Malkovich, of course, holds a lot of star power and on the night in question, the audience seemed desperate to make damn sure that he knew how hilarious they were finding his portrayal of ‘Barney Fein’ (ahem). In short, they were sucking up. There were some lines worthy of small laughs, but I would say quite objectively that not one of them merited the raucous laughter of many who surrounded us. I’m especially referring to the man three rows in front with a guffaw so loud it shook the already precarious-looking pillars of the Garrick. He found Barney’s warning to a young actress (played by Ioanna Kimbook) that he would tie her to a chair and force her to watch him masturbate if she tried to run away, particularlyhilarious. He certainly was not upset.

It isn’t exactly a comforting feeling to sit amongst an audience of hundreds and have a seemingly drastically different experience to those who surround you. It forces you to ask: is it me? Am I in the wrong for thinking, simply, that this play should never have seen the light of day? Despite all the ethical and moral question marks, Bitter Wheat is distinctly, painfully average. The commendable performances of Kimbook and Doon Mackichan have a chance of saving it, but of course they are forced to flounder within (surprise surprise) severely underwritten characters.

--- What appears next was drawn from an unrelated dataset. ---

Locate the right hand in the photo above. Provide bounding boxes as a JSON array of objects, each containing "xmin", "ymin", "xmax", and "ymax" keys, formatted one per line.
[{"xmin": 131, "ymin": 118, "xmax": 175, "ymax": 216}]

Malkovich also said in the aforementioned interview that “anything now can be used against you that you said or supposedly said – it’s Salem.” Such a statement is all too reminiscent of the endless stream of upset male voices that have cried ‘witch-hunt’ since the explosion of Me Too and lamented their supposed loss of free speech. And yet, men’s voices are still being positioned firmly centre stage – but it seems that not enough of us are upset about that, by any stretch.

I’m all for being upset by theatre. It can be a call to action. A push to do something. To tell others. To make noise. But I’ll say it again: nobody was upset. And actually, that’s what’s most upsetting of all.